I know my dad isn’t going to live forever, so every moment that we have together – and it usually is a once a year visit as he is on the other side of the country – I cherish. The time with him made the trip worth the effort coming and going. That, and my pappy showed me a whole bunch of his treasured baseball memorabilia that I will one day inherit – provided I don’t get written out of the will because he meets a Playboy Centerfold who likes retired screenwriters that live in the Rust Belt. I’m probably pretty safe there. So, eventually, and I hope it is a long time away - though my dad isn’t exactly what you would call a health nut - I will have an entire apartment filled with NY Yankees stuff and will probably hold the record of the biggest Yankees collection owned by a Giants fan. There are far worse things to be known for, I suppose. It could be the Cubs.
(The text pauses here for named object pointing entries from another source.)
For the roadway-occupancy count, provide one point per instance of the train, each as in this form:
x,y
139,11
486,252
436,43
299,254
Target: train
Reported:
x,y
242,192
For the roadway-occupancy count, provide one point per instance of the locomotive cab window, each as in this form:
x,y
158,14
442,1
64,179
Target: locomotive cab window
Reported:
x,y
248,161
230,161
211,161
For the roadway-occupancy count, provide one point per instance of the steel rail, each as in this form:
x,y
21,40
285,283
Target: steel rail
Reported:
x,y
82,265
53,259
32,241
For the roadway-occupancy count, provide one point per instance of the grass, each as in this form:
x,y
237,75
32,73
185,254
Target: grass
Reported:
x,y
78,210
The weekend also had some low moments that weren’t United related: namely that I’m still on life’s disabled list due to the various malfunctioning disks in my lumbar/sacral spine. Watching men in their fifties and sixties run around the bases all the while knowing that I could not do the same was a tough pill to swallow. I hope I hid my physical discomfort from my dad well, as I didn’t want to dissuade him from playing ball with me and going to the batting cage, but such activities took their toll.
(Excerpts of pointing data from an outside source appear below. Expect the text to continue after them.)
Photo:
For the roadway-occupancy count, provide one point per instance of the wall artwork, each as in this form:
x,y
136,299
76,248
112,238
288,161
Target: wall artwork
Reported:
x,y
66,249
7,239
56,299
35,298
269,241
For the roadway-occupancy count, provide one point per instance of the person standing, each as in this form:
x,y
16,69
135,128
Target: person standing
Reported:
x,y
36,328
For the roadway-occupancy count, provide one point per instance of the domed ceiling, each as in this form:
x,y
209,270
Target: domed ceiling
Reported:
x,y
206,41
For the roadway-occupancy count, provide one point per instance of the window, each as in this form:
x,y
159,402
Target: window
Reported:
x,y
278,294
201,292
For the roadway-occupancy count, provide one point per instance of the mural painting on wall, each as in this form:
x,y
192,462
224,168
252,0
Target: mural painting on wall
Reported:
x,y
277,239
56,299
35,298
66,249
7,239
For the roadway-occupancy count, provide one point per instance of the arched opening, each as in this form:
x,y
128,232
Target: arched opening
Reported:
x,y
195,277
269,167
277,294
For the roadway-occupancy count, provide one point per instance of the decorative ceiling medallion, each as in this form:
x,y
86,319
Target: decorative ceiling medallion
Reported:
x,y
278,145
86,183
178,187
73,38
I made the internal decision to try to enroll myself in every intramural league of every sport that I can once I’m healthy again. I want to be the white San Francisco amateur version of Bo Jackson if you will, one with far smaller stature, and certainly less athletic ability, but some sort of comparable facsimile on a very liberal level. I’m not sure when I’ll get to the end of this injury, but boy-howdy am I looking forward to it. I just bought a cane on the internet last night. Yep, a goddamn cane. So being thirty-two years of age and walking around with a cane, people will either think I’m a colossal dweeb, wannabe pimp or a highly-functional blind man. I suppose there’s a good amount of humor to be had there. And screw you right in your butthole for laughing at me in advance. Also, and on a thematically unrelated note, I bought two knives. One is a gift. This is the problem with getting the Cold Steel catalogue and being male. Soon you wind up with all sorts of random bludgeoning and stabbing tools, justifying such purchases to females who don’t see the logic with, “They are just in case the shit goes down, man.” This explanation tends to only make sense to those of us with testicles. And that is literally all the explaining needed.
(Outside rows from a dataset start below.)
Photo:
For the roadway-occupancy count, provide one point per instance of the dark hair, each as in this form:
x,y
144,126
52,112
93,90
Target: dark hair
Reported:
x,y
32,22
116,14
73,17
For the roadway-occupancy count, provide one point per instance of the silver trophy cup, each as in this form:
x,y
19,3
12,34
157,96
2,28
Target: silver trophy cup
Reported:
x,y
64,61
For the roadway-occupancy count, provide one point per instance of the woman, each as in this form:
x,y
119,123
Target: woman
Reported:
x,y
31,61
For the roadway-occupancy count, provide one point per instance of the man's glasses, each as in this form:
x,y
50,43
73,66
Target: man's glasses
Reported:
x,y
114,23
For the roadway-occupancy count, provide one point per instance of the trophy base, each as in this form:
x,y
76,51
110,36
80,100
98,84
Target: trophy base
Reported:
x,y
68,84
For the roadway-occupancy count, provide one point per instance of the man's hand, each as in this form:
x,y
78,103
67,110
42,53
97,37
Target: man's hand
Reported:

With this injury, Netflix has been a godsend. I’ve caught up on comedy in a way that I haven’t been in years. I just watched Bill Hicks’ last taped performance before his untimely death of pancreatic cancer at age 32, my age not to put too fine a point on it. The sheer level of awesome that he was really struck me when I saw that. I remember Bill Hicks from being a compulsive standup comedy viewer when I was a tween, but I never fully grasped his level of brilliance before now. Nor did I so fully relate to his brand of angst until this age. And I learned something about myself through the viewing: pissed off comics are way funnier than happy ones. So, that said, I suppose this injury is a blessing in that regard. I’m really pissed off most of the time these days. And I have been doing a great job of cracking myself up with my own observations on the absurdity of modern life. I think my dad is still very pissed off too, which is why I find him to be so funny. I come from good comedy genes.
If nothing else, at least people like my father and I entertain each other. And I would be much worse off without that. I guess I’ll book another flight on United. Laptop health be damned.